Polish regulations are considered some of the most challenging. Swift adaptation to these dynamically changing regulations is inherently complex and, as a result, costly. Polish regulations impose numerous obligations on taxpayers, threatening substantial penalties for non-compliance. For instance, in the case of the annual information on transactions with related entities, failure to submit this form may trigger a fine of up to EUR 8 million.
For these reasons, Polish investors are actively seeking long-term solutions to secure their wealth, while staying within the confines of available legal and tax solutions. In recent years, there have been notable advancements in income tax regulations, introducing various measures designed to promote investment. One such solution is the family foundation. It is a novelty in our country.
Countries like Liechtenstein, Switzerland, Austria, Malta, and Monaco already permit taxpayers to establish family foundations. Both in Poland and in foreign legal regimes, the primary purpose of a private foundation is typically not to engage in business but rather to focus on the safekeeping of assets, wealth management and providing benefits – whether in kind or in cash – to the designated beneficiaries.

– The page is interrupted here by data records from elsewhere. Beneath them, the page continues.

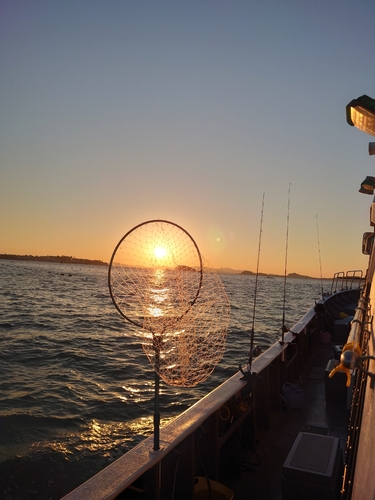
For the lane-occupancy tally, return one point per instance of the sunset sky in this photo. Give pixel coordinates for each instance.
(117, 112)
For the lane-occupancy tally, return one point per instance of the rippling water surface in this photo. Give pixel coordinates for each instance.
(76, 389)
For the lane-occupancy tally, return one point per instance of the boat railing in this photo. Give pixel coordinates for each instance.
(347, 281)
(179, 434)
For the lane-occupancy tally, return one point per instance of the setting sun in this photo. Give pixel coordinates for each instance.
(160, 252)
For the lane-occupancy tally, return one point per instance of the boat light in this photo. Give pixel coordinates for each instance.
(360, 113)
(368, 185)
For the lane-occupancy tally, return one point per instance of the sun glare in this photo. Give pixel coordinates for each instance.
(160, 252)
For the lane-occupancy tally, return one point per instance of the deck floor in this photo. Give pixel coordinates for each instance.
(262, 460)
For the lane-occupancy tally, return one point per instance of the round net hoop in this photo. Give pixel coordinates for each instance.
(155, 270)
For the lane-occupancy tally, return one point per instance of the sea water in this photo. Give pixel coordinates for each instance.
(77, 390)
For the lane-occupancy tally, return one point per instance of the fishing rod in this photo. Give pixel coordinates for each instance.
(255, 293)
(284, 329)
(320, 260)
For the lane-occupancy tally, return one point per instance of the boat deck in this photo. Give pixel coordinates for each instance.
(263, 455)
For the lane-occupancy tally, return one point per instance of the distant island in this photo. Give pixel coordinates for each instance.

ABC of the Polish Family Foundation
A family foundation is an interesting solution for managing private wealth and succession planning, allowing tax-free wealth management and freely structured inheritance.
General goals
The family foundation serves the purpose of accumulating property, managing it in the best interests of the beneficiaries, and ensuring the fulfilment of benefits.
The key advantages of a family foundation for the founder include securing the financial well-being of family members, separating business and family affairs, consolidating and safeguarding assets, facilitating effective management and growth of assets, and enabling strategic succession planning over multiple generations.